You have heard the phrase, "I am a born-again Christian." While I might embrace a faith that gives me a blueprint for life, I think the most important time for me was when I took an interest in who I really was.
Kadashan by Bertrand J. Adams Sr.
My grandmother instilled a sense of Indianness in me when she began to teach her grandchildren the Tlingit language, songs and dances at an early age. I can scarcely remember whenever she knew my brother and I approached her doorstep she would begin to sing and tap her cane on the floor. Immediately we would start to dance to her chant.
In my situation, my parents couldn't do this for us because they came from that generation of youngsters who were educated in boarding schools. They were forbidden to speak or practice their ancestral customs because the federal government and the Christian church's goals were to assimilate the Natives into the American society. When they married, and began to raise families they were powerless to reinforce our history, culture or language into us. While I have friends who speak the language fluently, this is attributed to what happened in their homes, and what never happened in mine.
When I was 7, my father moved the family from Yakutat to Juneau where he secured a job with a construction company. We were taken from the influence of our grandmother. That special connection we enjoyed with her was never renewed, and, much to my regret, I, to this day, feel displaced because I am unable to speak my ancestral language.
I have, however, for the past 25 or so years, taken a concentrated interest in learning about the history and culture of my people. Not only that of my own heritage, but of Native Americans in general.
When I began to understand more about our people's code of behavior, I began to grow with appreciation - realizing also that they had a complex protocol in everything they did.
Let's take, for instance, a brief account from a young man's life. When he was 7 or 8 years old it was his uncle's responsibility to educate (discipline) the adolescent. As this youngster was trained to hunt, fish and survive, he was also taught his history and practiced his traditions and culture. When he grew older he traveled among other tribes, sometimes for many years to other Tlingits, Tsimshians or Haidas in their region; or it could be to the Aleuts along the Aleutians or the Athabascans from the Interior. We do know, also, that the Tlingits traveled as far south as California to trade. It was through these experiences he learned other people's history, songs, dances, etc. Then he returned home to be of service to his people. It was the same as sending our young people away to college.
Native Americans were deep- rooted in their spiritual beliefs, too. They knew and understood the Creator. To survive in their environments they had to have a strong belief in a supreme being. Their reliance and very survival is reflected upon their belief in the Creator. In fact, like all other religions throughout the world, the God we knew is, and was, the same God the missionaries tried to convert us to.
Education was an important part of our society. History and culture, like other so-called civilized cultures, was transferred from one generation to the other. Today we have been introduced to another way of learning, of which our history and culture is not a part. Today we embrace a religion that recognizes the same Creator as Christianity yet we were forbidden to practice worshipping in our way.

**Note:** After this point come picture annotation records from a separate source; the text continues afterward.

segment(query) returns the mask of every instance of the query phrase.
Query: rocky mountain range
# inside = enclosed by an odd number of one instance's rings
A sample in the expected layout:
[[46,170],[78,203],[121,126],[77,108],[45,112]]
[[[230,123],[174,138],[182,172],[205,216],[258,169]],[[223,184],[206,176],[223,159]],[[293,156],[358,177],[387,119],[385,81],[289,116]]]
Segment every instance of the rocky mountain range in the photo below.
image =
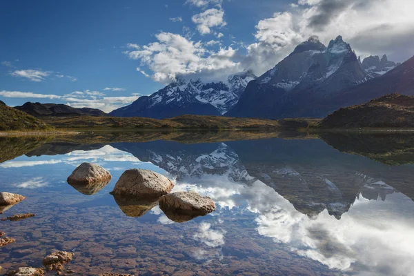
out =
[[106,116],[103,111],[95,108],[75,108],[65,104],[41,103],[27,102],[23,106],[16,106],[14,108],[23,111],[32,116]]
[[401,65],[401,63],[388,61],[386,55],[383,55],[381,60],[378,56],[369,56],[364,59],[362,62],[361,62],[360,57],[358,57],[358,61],[361,63],[362,69],[373,77],[383,75],[394,69],[395,66]]
[[[386,55],[381,59],[370,56],[361,61],[341,36],[328,46],[311,37],[259,77],[247,71],[230,76],[226,81],[205,83],[178,78],[110,115],[155,119],[184,114],[266,119],[324,117],[350,105],[346,101],[337,103],[347,91],[373,79],[370,83],[375,83],[377,78],[399,65],[388,61]],[[362,93],[349,99],[357,104],[393,92],[388,88],[371,98]]]
[[[269,119],[325,117],[338,108],[333,108],[331,103],[344,91],[371,79],[375,82],[377,77],[396,65],[386,57],[379,63],[376,60],[370,57],[361,63],[341,36],[331,41],[328,47],[310,37],[274,68],[250,81],[226,115]],[[359,97],[355,95],[356,99]]]
[[178,78],[150,96],[110,113],[116,117],[171,118],[190,114],[221,115],[237,102],[250,81],[256,79],[251,71],[230,75],[226,81],[206,83],[201,79]]

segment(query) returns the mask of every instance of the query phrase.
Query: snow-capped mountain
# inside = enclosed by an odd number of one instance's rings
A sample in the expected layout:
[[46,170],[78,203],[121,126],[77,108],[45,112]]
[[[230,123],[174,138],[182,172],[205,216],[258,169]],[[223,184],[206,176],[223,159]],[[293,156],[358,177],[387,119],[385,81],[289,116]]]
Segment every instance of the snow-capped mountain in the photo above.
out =
[[310,37],[275,68],[250,81],[226,116],[264,117],[324,117],[331,110],[320,101],[374,77],[361,66],[342,37],[328,47]]
[[150,96],[141,97],[110,115],[155,119],[186,114],[221,115],[236,104],[248,82],[256,78],[251,71],[230,75],[226,81],[205,83],[177,78]]
[[[360,59],[359,60],[360,61]],[[388,61],[386,55],[383,55],[381,60],[378,56],[369,56],[361,63],[362,69],[373,77],[383,75],[399,65],[400,63]]]
[[177,179],[221,176],[231,181],[252,183],[239,156],[224,143],[181,144],[165,141],[116,143],[112,146],[151,162]]

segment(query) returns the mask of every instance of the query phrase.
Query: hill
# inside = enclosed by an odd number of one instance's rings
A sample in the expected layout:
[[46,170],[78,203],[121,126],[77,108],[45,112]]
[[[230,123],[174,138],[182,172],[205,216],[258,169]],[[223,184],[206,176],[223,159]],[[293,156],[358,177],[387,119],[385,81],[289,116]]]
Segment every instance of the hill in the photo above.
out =
[[23,106],[16,106],[14,108],[23,111],[32,116],[106,116],[107,114],[99,109],[94,108],[75,108],[65,104],[41,103],[27,102]]
[[0,131],[46,130],[50,126],[22,111],[0,104]]
[[159,120],[151,118],[121,118],[80,116],[44,117],[47,123],[63,128],[139,128],[139,129],[288,129],[308,128],[319,120],[296,119],[268,120],[228,118],[220,116],[183,115]]
[[366,103],[342,108],[323,119],[322,128],[413,128],[414,97],[390,94]]

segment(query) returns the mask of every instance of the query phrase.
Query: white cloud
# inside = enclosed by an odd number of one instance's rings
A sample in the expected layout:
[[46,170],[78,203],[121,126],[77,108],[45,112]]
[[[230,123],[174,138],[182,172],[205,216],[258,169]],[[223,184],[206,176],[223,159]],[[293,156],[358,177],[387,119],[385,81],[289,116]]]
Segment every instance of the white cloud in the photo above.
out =
[[[128,53],[132,59],[147,66],[154,74],[151,77],[167,82],[179,75],[202,75],[205,77],[241,71],[240,63],[234,61],[236,51],[231,47],[218,52],[208,51],[201,42],[194,42],[176,34],[161,32],[157,42]],[[141,68],[137,68],[144,72]]]
[[49,94],[32,93],[31,92],[0,91],[0,96],[7,98],[60,99],[61,96]]
[[182,22],[183,18],[181,17],[170,17],[170,21],[171,21],[172,22]]
[[186,3],[195,6],[198,8],[205,7],[210,4],[220,4],[221,3],[221,0],[187,0],[186,1]]
[[17,70],[10,75],[13,77],[26,78],[32,81],[39,82],[44,81],[45,78],[50,75],[50,72],[33,69]]
[[22,168],[32,167],[34,166],[50,165],[61,163],[61,160],[42,160],[42,161],[8,161],[0,164],[0,168]]
[[99,108],[102,111],[109,112],[115,109],[126,106],[136,101],[140,94],[132,93],[131,96],[126,97],[104,97],[105,93],[99,91],[74,91],[69,94],[60,96],[57,95],[33,93],[31,92],[20,91],[0,91],[0,96],[8,98],[32,98],[50,99],[64,101],[66,104],[76,108]]
[[1,61],[1,65],[4,66],[7,66],[7,67],[10,67],[12,68],[15,68],[16,66],[14,66],[11,61]]
[[300,42],[317,35],[322,43],[341,34],[357,55],[387,54],[404,61],[414,55],[411,0],[300,0],[256,26],[245,66],[262,74]]
[[34,177],[27,181],[16,184],[14,186],[17,188],[24,188],[28,189],[35,189],[49,186],[49,183],[46,181],[43,177]]
[[75,78],[75,77],[72,77],[72,76],[66,76],[66,77],[68,79],[69,79],[70,80],[70,81],[77,81],[77,79]]
[[194,15],[191,20],[197,24],[197,29],[201,34],[207,34],[211,32],[211,28],[221,28],[226,25],[224,17],[224,11],[215,8]]
[[218,247],[224,245],[224,234],[223,230],[211,229],[211,224],[201,223],[199,230],[194,235],[194,239],[206,244],[208,246]]
[[125,88],[121,88],[119,87],[106,87],[103,88],[104,90],[110,90],[110,91],[125,91]]

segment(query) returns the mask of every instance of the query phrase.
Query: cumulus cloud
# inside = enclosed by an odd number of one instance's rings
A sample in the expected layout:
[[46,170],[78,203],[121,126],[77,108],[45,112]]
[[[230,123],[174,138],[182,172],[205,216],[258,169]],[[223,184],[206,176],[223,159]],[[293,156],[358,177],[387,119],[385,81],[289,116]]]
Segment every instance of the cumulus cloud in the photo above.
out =
[[0,96],[7,98],[60,99],[61,96],[50,94],[33,93],[20,91],[0,91]]
[[12,63],[11,61],[1,61],[1,65],[3,66],[6,66],[6,67],[10,67],[12,68],[16,68],[16,66],[14,66],[13,65],[13,63]]
[[[204,10],[193,17],[200,34],[223,37],[213,30],[226,25],[221,1],[188,0],[186,3]],[[126,53],[141,61],[139,72],[161,82],[177,75],[206,78],[248,69],[260,75],[288,56],[297,44],[314,35],[326,45],[342,35],[362,57],[386,54],[391,60],[401,62],[414,55],[411,12],[414,2],[411,0],[299,0],[293,1],[290,7],[286,12],[275,12],[272,17],[259,21],[254,43],[245,45],[233,41],[238,49],[234,46],[223,48],[230,56],[218,57],[217,52],[206,50],[206,46],[211,46],[209,41],[195,41],[190,35],[166,32],[156,35],[157,41],[147,46],[128,44],[132,51]],[[144,68],[145,66],[148,70]]]
[[208,246],[218,247],[224,245],[225,233],[223,230],[212,229],[211,224],[203,222],[194,235],[194,239],[204,242]]
[[182,22],[183,18],[181,17],[170,17],[170,21],[172,22]]
[[17,188],[25,188],[28,189],[36,189],[49,186],[49,183],[46,181],[43,177],[34,177],[26,181],[14,184]]
[[125,88],[121,88],[119,87],[106,87],[103,88],[104,90],[110,90],[110,91],[125,91]]
[[69,106],[77,108],[99,108],[109,112],[115,109],[126,106],[136,101],[140,94],[132,93],[125,97],[105,97],[106,94],[99,91],[74,91],[63,95],[33,93],[21,91],[0,91],[0,96],[8,98],[32,98],[59,99]]
[[195,6],[198,8],[206,7],[206,6],[213,4],[219,4],[221,3],[221,0],[187,0],[186,3]]
[[13,77],[28,79],[32,81],[43,81],[45,78],[50,75],[50,72],[41,70],[17,70],[10,74]]
[[224,11],[215,8],[194,15],[191,20],[197,24],[197,29],[201,34],[207,34],[211,32],[212,28],[221,28],[227,24],[224,17]]
[[151,77],[157,81],[168,82],[177,76],[189,75],[208,78],[241,70],[240,63],[235,61],[236,51],[231,47],[208,51],[201,42],[179,34],[161,32],[155,37],[158,41],[146,46],[128,44],[134,50],[126,54],[148,66],[154,72]]
[[246,67],[263,73],[312,35],[327,44],[341,34],[362,56],[387,54],[404,61],[414,55],[411,0],[299,0],[293,4],[290,10],[258,23],[257,42],[247,47]]

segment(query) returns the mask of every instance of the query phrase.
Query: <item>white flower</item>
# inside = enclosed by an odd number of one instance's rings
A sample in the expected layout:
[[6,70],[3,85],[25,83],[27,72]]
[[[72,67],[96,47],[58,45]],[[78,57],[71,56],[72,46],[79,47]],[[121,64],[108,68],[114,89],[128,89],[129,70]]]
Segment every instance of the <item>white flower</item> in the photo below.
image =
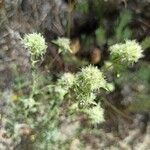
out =
[[115,44],[110,47],[111,59],[121,64],[133,64],[143,57],[142,47],[135,40],[127,40],[123,44]]

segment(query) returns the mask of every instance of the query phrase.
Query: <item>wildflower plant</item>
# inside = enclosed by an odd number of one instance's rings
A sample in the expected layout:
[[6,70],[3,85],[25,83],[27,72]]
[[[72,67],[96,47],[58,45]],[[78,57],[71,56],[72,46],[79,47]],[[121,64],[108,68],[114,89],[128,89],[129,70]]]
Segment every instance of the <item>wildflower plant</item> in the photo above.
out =
[[70,39],[65,37],[59,37],[57,40],[53,40],[52,43],[58,46],[59,53],[71,52]]
[[[62,74],[57,81],[37,86],[41,76],[38,72],[37,62],[42,61],[46,52],[45,39],[40,33],[32,33],[25,35],[22,42],[30,54],[32,84],[29,95],[16,102],[16,106],[13,105],[14,112],[16,112],[14,120],[21,118],[23,122],[38,131],[35,133],[36,142],[39,142],[39,145],[42,142],[42,149],[48,149],[47,143],[50,141],[54,143],[54,137],[57,137],[56,134],[59,135],[61,104],[69,103],[67,106],[74,114],[75,112],[85,113],[92,124],[105,121],[105,110],[101,105],[103,102],[98,96],[114,90],[114,86],[107,82],[104,70],[88,65],[77,73],[67,72]],[[60,53],[71,52],[69,39],[58,38],[52,42],[58,46]],[[109,50],[110,63],[108,66],[111,67],[111,71],[116,64],[123,68],[143,57],[141,46],[134,40],[115,44]],[[68,98],[69,102],[65,100]],[[112,108],[117,110],[117,108]],[[119,111],[117,110],[117,112]]]

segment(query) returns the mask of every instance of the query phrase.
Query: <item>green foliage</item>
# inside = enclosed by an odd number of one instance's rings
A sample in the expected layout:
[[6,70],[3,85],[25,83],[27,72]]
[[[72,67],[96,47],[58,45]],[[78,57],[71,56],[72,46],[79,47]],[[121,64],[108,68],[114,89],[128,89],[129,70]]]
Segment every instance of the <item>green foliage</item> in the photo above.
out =
[[45,39],[40,33],[26,34],[22,42],[29,50],[31,57],[42,57],[46,52]]
[[71,52],[70,39],[62,37],[58,38],[57,40],[53,40],[52,42],[59,47],[58,49],[59,53],[66,53],[68,51]]
[[110,47],[110,57],[112,62],[121,65],[130,65],[143,57],[141,46],[135,41],[127,40],[123,44],[115,44]]
[[[100,34],[101,31],[98,32]],[[69,39],[58,38],[52,42],[58,46],[59,52],[64,54],[71,52]],[[57,81],[48,80],[35,65],[37,61],[42,61],[41,58],[46,52],[44,38],[41,34],[33,33],[26,35],[23,43],[31,57],[32,81],[29,82],[31,90],[10,104],[14,116],[6,126],[11,129],[12,134],[15,133],[13,135],[15,140],[22,136],[19,135],[19,131],[16,134],[15,126],[23,123],[34,131],[32,136],[35,137],[33,142],[35,147],[50,149],[55,143],[58,144],[61,141],[59,124],[63,104],[67,106],[63,111],[68,113],[71,110],[72,115],[78,114],[77,112],[84,113],[92,124],[104,122],[105,110],[101,107],[101,100],[97,101],[96,98],[101,93],[113,91],[114,86],[107,82],[103,71],[89,65],[74,74],[69,72],[61,74]],[[124,64],[133,64],[143,56],[142,52],[141,46],[136,41],[115,44],[110,47],[111,65],[114,69],[116,67],[114,63],[121,64],[122,68]],[[110,67],[106,71],[109,69]]]
[[105,32],[104,28],[99,27],[95,31],[95,34],[96,34],[97,43],[99,43],[100,45],[103,45],[106,43],[106,32]]
[[85,113],[87,113],[89,119],[93,124],[105,121],[104,109],[102,109],[99,104],[97,104],[97,106],[90,108],[89,110],[85,110]]
[[141,43],[143,49],[150,48],[150,36],[147,36]]
[[89,10],[87,0],[82,0],[80,2],[77,2],[75,7],[76,7],[76,10],[81,12],[81,13],[87,13]]

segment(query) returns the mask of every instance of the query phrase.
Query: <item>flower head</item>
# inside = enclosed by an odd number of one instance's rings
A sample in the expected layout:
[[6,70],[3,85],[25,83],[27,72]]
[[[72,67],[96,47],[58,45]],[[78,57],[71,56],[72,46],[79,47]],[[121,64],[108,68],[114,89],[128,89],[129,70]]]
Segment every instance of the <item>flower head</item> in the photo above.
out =
[[77,83],[80,87],[89,88],[91,91],[105,88],[106,80],[103,73],[92,65],[85,67],[77,74]]
[[112,61],[121,64],[133,64],[143,57],[143,50],[135,40],[127,40],[124,44],[115,44],[110,47]]
[[71,52],[70,40],[68,38],[62,37],[58,38],[57,40],[53,40],[52,42],[59,47],[58,49],[59,53],[61,52],[66,53],[68,51]]
[[64,73],[58,80],[58,84],[64,88],[70,88],[74,83],[75,77],[71,73]]
[[89,119],[93,124],[104,122],[104,109],[98,104],[86,111]]
[[39,57],[46,52],[47,45],[40,33],[26,34],[22,40],[31,56]]

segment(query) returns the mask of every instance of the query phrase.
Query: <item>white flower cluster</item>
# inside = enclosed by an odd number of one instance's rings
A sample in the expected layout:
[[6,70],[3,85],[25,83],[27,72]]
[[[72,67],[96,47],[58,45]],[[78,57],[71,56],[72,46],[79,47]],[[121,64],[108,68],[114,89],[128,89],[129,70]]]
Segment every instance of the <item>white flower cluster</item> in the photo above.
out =
[[91,120],[91,123],[101,123],[104,122],[104,109],[101,108],[101,106],[98,104],[95,107],[90,108],[86,111],[89,119]]
[[115,44],[109,50],[111,60],[123,65],[133,64],[143,57],[143,50],[135,40],[127,40],[123,44]]

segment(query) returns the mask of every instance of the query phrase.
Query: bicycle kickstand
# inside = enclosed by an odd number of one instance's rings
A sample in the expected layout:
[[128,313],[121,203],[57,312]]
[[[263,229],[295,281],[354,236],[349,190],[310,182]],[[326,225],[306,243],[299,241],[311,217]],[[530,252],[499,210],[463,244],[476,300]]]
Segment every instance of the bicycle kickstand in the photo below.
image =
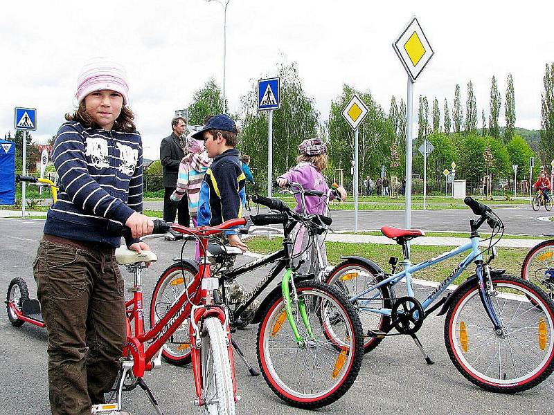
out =
[[260,376],[260,372],[258,371],[256,369],[255,369],[253,367],[252,367],[251,366],[250,363],[248,362],[248,360],[247,360],[246,356],[244,356],[244,353],[243,353],[242,351],[240,350],[240,347],[238,347],[238,344],[237,344],[237,342],[235,341],[234,339],[233,339],[233,338],[231,339],[231,344],[233,345],[233,348],[235,350],[237,351],[237,353],[238,354],[239,357],[240,358],[240,360],[242,360],[242,362],[244,363],[244,365],[248,369],[248,371],[250,372],[250,376]]
[[423,357],[425,359],[425,362],[427,362],[427,365],[434,365],[435,362],[431,360],[431,358],[429,357],[429,355],[425,352],[425,350],[423,349],[423,344],[421,344],[420,340],[418,338],[418,336],[416,334],[411,334],[411,338],[413,339],[413,341],[416,342],[416,345],[418,347],[418,349],[420,349],[421,354],[423,355]]
[[150,403],[152,403],[152,405],[154,407],[154,409],[156,409],[156,412],[158,414],[158,415],[163,415],[163,412],[161,412],[161,409],[160,409],[160,407],[158,405],[158,401],[156,400],[156,398],[154,397],[152,391],[150,391],[150,389],[148,387],[148,385],[146,385],[146,382],[144,381],[144,379],[143,379],[142,378],[139,378],[138,380],[137,381],[137,384],[145,391],[146,396],[148,396],[148,399],[150,400]]

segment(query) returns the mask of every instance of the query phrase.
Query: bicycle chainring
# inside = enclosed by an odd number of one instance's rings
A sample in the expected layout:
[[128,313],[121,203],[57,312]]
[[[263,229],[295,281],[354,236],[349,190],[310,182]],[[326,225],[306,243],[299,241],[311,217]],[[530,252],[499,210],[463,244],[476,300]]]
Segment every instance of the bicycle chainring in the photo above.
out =
[[415,334],[421,329],[425,312],[421,303],[414,297],[401,297],[394,304],[391,325],[401,334]]

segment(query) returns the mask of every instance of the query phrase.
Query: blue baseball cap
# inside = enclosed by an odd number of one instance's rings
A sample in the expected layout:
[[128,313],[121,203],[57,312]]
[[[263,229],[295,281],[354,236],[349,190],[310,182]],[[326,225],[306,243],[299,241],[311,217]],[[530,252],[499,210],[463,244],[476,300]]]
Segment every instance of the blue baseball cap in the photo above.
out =
[[193,134],[193,138],[204,140],[204,131],[211,129],[220,129],[224,131],[235,133],[235,134],[238,133],[237,126],[235,124],[235,122],[231,119],[231,117],[226,114],[219,114],[208,120],[202,129]]

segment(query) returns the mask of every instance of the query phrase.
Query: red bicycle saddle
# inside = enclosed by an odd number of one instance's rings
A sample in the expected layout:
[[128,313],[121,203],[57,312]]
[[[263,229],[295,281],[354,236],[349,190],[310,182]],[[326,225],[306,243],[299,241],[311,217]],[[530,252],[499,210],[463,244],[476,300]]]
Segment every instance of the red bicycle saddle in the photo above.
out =
[[391,238],[391,239],[397,239],[398,238],[411,239],[412,238],[425,236],[425,232],[420,229],[401,229],[393,226],[383,226],[381,228],[381,232],[387,238]]

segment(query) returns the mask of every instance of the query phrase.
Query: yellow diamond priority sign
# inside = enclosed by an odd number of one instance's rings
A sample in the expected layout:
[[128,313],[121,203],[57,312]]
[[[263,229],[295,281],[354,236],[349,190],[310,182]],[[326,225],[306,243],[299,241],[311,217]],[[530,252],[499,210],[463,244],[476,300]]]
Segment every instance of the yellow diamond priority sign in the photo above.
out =
[[342,110],[342,116],[350,124],[352,129],[355,130],[369,112],[368,107],[357,95],[354,95]]
[[393,44],[412,82],[416,82],[433,57],[433,49],[418,19],[414,17]]

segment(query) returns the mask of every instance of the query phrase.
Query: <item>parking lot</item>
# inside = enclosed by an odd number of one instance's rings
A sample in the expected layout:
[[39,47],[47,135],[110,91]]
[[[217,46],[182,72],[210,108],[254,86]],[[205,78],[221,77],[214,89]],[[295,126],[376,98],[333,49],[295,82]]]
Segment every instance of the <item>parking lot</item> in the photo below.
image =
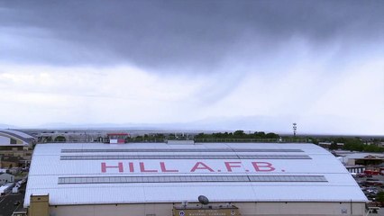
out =
[[26,184],[22,184],[18,193],[9,193],[0,197],[0,216],[12,216],[14,210],[23,207],[25,185]]

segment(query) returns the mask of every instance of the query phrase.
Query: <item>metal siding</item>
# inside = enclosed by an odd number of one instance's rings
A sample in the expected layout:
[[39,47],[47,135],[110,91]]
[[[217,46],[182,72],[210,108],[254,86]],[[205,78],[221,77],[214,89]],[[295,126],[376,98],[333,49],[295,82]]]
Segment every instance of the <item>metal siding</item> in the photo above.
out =
[[[108,173],[101,172],[101,163],[107,166],[116,166],[118,162],[127,163],[125,160],[60,160],[61,149],[138,149],[138,148],[261,148],[261,149],[301,149],[303,154],[312,159],[261,159],[259,162],[273,164],[276,170],[272,176],[284,175],[319,175],[325,176],[328,182],[263,182],[263,183],[180,183],[180,184],[58,184],[59,177],[68,176],[167,176],[168,173],[140,173],[138,164],[145,162],[147,169],[160,170],[159,162],[162,161],[169,169],[178,168],[176,174],[181,176],[205,175],[257,175],[246,170],[251,169],[250,159],[141,159],[129,160],[134,163],[135,173],[118,173],[117,168],[108,169]],[[108,155],[110,153],[76,153],[77,155]],[[120,155],[153,155],[153,152],[124,152]],[[158,155],[188,155],[201,154],[213,155],[213,152],[160,152]],[[217,153],[223,155],[223,152]],[[236,154],[236,153],[227,153]],[[238,153],[237,153],[238,154]],[[251,153],[254,154],[254,153]],[[264,153],[258,153],[264,154]],[[268,155],[296,153],[265,153]],[[116,155],[116,153],[111,153]],[[197,170],[191,173],[191,167],[197,161],[202,161],[215,167],[215,173],[207,170]],[[217,169],[225,169],[224,161],[241,162],[241,167],[233,167],[233,172],[217,172]],[[236,164],[237,165],[237,164]],[[124,164],[124,169],[128,166]],[[268,175],[261,173],[261,175]],[[175,176],[175,174],[171,174]],[[200,194],[205,194],[212,201],[216,202],[267,202],[267,201],[314,201],[314,202],[366,202],[365,195],[357,185],[345,167],[332,154],[313,144],[261,144],[261,143],[208,143],[201,145],[167,145],[165,143],[133,143],[124,145],[109,145],[100,143],[77,144],[40,144],[37,145],[32,157],[28,185],[25,194],[24,206],[29,205],[30,194],[50,194],[50,204],[86,204],[86,203],[141,203],[141,202],[174,202],[179,201],[195,201]]]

So in a sense, we can say that we are, too, born-again Christians. As for me, even though I admit to embracing that faith, when I began to learn more about my history along with who I really was - when I found out that I was named after my great-grandfather, Kadashan, and what he did, my chest began to fill with pride, my confidence and self-esteem were bolstered to new heights.
Indeed, I did became a born- again Indian - not so much as I'd like, but it's a beginning.
Kadashan is the Tlingit name of Bertrand J. Adams Sr., who lives in Yakutat.